Keputusan untuk mengimpor cakalang, tepung ikan, ikan
patin, dan impor jenis pangan lainnya mengakibatkan keuangan negara sebesar
lebih dari Rp50 triliun tergerogoti.

Di perairan Kabupaten Tarakan, Kalimantan Timur,
nelayan hanya bisa memprediksi cuaca dan musim untuk bulan Agustus, sedang 11
bulan lainnya dalam setahun sulit untuk diprediksi.
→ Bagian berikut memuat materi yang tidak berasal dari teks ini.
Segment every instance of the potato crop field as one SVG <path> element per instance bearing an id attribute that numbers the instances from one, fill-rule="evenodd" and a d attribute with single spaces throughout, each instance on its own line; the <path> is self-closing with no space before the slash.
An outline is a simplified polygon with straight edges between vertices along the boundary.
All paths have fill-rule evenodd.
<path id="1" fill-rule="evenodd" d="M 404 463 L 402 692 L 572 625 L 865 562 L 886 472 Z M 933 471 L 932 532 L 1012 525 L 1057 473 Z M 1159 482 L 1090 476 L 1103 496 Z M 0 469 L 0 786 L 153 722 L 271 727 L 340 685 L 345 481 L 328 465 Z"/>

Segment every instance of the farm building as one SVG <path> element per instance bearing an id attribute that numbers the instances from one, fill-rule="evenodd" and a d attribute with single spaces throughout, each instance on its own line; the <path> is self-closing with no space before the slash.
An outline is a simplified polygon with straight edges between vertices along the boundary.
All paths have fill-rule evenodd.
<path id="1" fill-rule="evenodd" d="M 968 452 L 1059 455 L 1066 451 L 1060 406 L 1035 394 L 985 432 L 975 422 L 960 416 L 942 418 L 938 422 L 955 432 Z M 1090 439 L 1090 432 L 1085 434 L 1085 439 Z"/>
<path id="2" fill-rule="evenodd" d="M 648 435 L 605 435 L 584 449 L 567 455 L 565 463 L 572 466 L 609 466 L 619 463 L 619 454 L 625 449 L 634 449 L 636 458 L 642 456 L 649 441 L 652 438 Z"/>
Pada tingkat lokal: Ikan Terubuk sulit ditemukan
dipasar lokal di Kepulauan Riau; Di Wakatobi, tangkapan ikan terus menurun
dalam 5 tahun terakhir

CTI Business Summit, Januari 2010. Lebih dari 80%
perairan CTI adalah perairan Indonesia, yang terbuka di komersialkan, dan
menyempitkan ruang penghidupan nelayan.

Sumber: Damanik, 2010

Dalam kesimpulan akhir paparannya memberikan beberapa gagasan yakni:

1.   
Pentingnya mengedepankan prinsip-prinsip keberlanjutan sumberdaya ikan,
dengan memprioritaskan pemenuhan kebutuhan pangan nasional secara berdikari.

2.   
Pentingnya memberikan perlindungan pada wilayah perairan tradisional, serta
pemenuhan hak-hak nelayan tradisional.

3.   
Pentingnya memaknai kegiatan perikanan sebagai sumber pangan, pengembangan
budaya nasional, dan sumber ekonomi kerakyatan.

4.   
Pentingnya memahami kegiatan perikanan secara utuh, dengan memaknai
keterlibatan perempuan nelayan di dalam kegiatan perikanan sebagai subyek yang
teramat penting.

Diakhir diskusi Ketua Departemen ESL, Dr.
Ir. Aceng Hidayat
memberikan kesimpulan akhir bahwa:

1.   
Menyikapi paparan dari tiga pemateri mengindikasikan secara kuat bahwa laut
sesungguhnya lebih berperan sebagai sumber karbon (Carbon Sources).

2.   
Proses adaptasi akan jauh lebih penting ketimbang mitigasi, terutama bagi
masyarakat pesisir yang bermukin di wilayah pesisir. Masyarakat di wilayak
pesisir memiliki daya lenting (Reseliance)
untuk beradaptasi dengan kondisi lingkungan yang ekstrim sekalipun. Umpamanya,
masyarakat Bugis – Makassar yang bermukim di wilayah pesisir membangun rumah –
rumah  panggung sebagai bentuk adaptasi
mereka dengan kondisi wilayah pesisir yang dinamis.

3.   
Kebijakan perdagangan internasional maupun nasional harus memiliki
reorientasi yang lebih mengedepankan kepentingan nasional dan kedaulatan negara
sebagaimana diamanatkan Pasal 33 UUD 1945, khususnya dalam perdagangan
komoditas sektor perikanan dan kelautan. (Dep ESL-IPB/AH/man)


[1] Penggunaan istilah "Laut Global" karena secara
regional lautan di muka bumi ini tak semuanya menyerap karbon utamanya laut
tropis yang berada di lintang rendah.